John F. Kurtz
Hometown: Lakeville, MN (currently live in Oakdale, MN)
Degree pursuing: MS in Nutrition with Biochemistry Focus
Adviser: Dr. Chi Chen
A Metabolic Investigation into Differences Associated with Genetic Selection in Contemporary Holstein Dairy Cows:
Dairy cow genetic selection has primarily focused on improving milk yield traits in the last half-century. In 1964, a genetic selection project for improving milk yield of dairy cattle and to understand the selection-induced responses was conducted at the University of Minnesota. This artificial selection process generated a line of high-merit contemporary Holstein (CH), while maintaining the original low-merit unselected Holstein (UH) cows in an attempt to monitor trait differences. Since this original CH line, subsequent selection has been conducted in the attempt to improve milk yield continuously. In addition to better milk production, CH cows have a larger body size, higher quality body shape, and an upgraded udder conformation relative to the UH subgroup. However, contemporary Holstein cows are a greater financial burden, particularly in regards to health care cost largely due to mastitis treatments and appear to suffer more from the negative energy balance that comes along with lactation. Genetic and hormonal differences between these to genetic lines of dairy cows have been well established in multiple studies, showing the contrast between specific alleles as well as showing within CH lines, an increase of hormones like somatotropin and insulin-like growth factor. Nonetheless, metabolic differences between CH and UH cows is not fully understood. Identifying variation in metabolomes could help us understand not only milk production and phenotypic differences but also health disparities between these two cow lines. Currently, I am conducting a metabolic investigation using liquid chromatography and mass spectrometry by untargeted and targeted approaches to analyze serum and liver samples of UH and CH cows to access the differences in metabolomes between these to dairy lines.

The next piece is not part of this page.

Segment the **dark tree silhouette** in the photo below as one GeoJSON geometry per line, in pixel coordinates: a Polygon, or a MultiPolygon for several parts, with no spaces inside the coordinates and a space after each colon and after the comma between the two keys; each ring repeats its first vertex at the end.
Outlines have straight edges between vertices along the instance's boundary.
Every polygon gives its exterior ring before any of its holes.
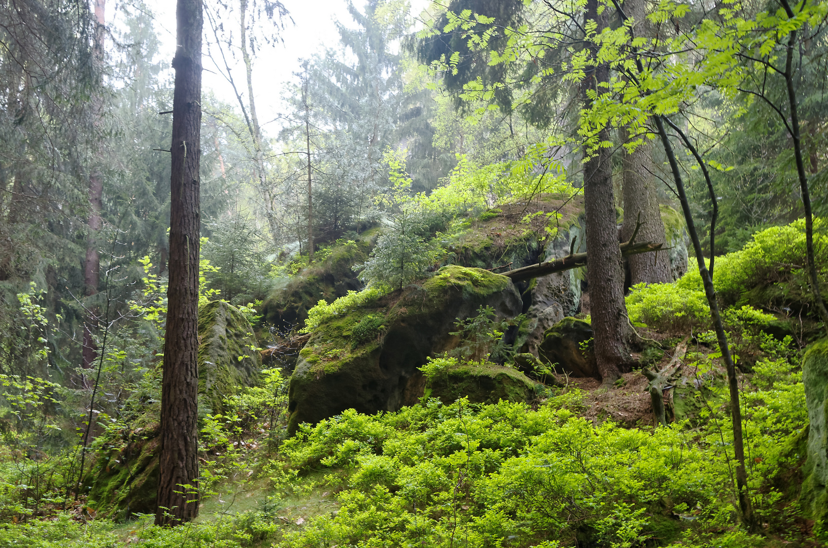
{"type": "Polygon", "coordinates": [[[156,523],[198,515],[199,160],[201,156],[200,0],[178,0],[172,103],[170,282],[167,290],[161,460],[156,523]]]}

How did you become interested in nutrition?
I was picked on as a child for being overweight so I started eating better and working out. This is what sparked my interest.
Why did you choose the University of Minnesota?
I was born on the West Bank when my father was a graduate student and he was a gopher through and through. His love for the Gophers rubbed off on me through epigenetics and genetics, so I was meant to be a gopher.
How does your research tie into the research being done in your adviser's lab?
It’s an investigation of the metabolic consequences related to genetic selection of Holstein cows, which is what we look at in our lab.
To hopefully gain employment in a research facility that utilizes liquid chromatography and/or mass spectrometry to analyze chemical compounds, specifically, metabolites.